Au fil des pages, on assiste au déroulement du parcours de l’artiste précoce. Rapidement, elle signe des unes de magazines, qu’on retrouve dans le livre accompagnées de portraits de la photographe, jusque-là “cachée” derrière son appareil.
Dans une démarche toujours plus personnelle, Petra Collins commente quelques-unes de ses séries les plus sensibles, à l’exemple de 24-Hour Psycho, son travail sur les maladies mentales et Home Again, un ensemble d’images éthérées habitées par des flous ou des surexpositions emplis de mélancolie et de souvenirs, qui deviennent presque des objets à part entière des images.
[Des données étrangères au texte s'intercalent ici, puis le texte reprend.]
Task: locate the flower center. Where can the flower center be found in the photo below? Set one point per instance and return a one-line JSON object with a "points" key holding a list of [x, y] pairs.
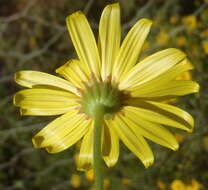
{"points": [[103, 94]]}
Si, à raison, Petra Collins refuse d’être étiquetée, on peut toutefois noter que sa démarche créative fait écho à la mouvance contemporaine du female gaze, qui consiste à laisser la vision des femmes artistes s’exprimer afin d’exposer la diversité de la réalité des corps, en particulier féminins.
Faisant preuve d’autant de créativité et de sensibilité avec les superstars du moment qu’auprès d’adolescentes de son voisinage, la photographe insiste sur la malléabilité des frontières internes à la photographie et aux émotions que celle-ci nous fait ressentir.
Coming of Age de Petra Collins, Laurie Simmons et Marilyn Minter est disponible aux éditions Rizzoli New York.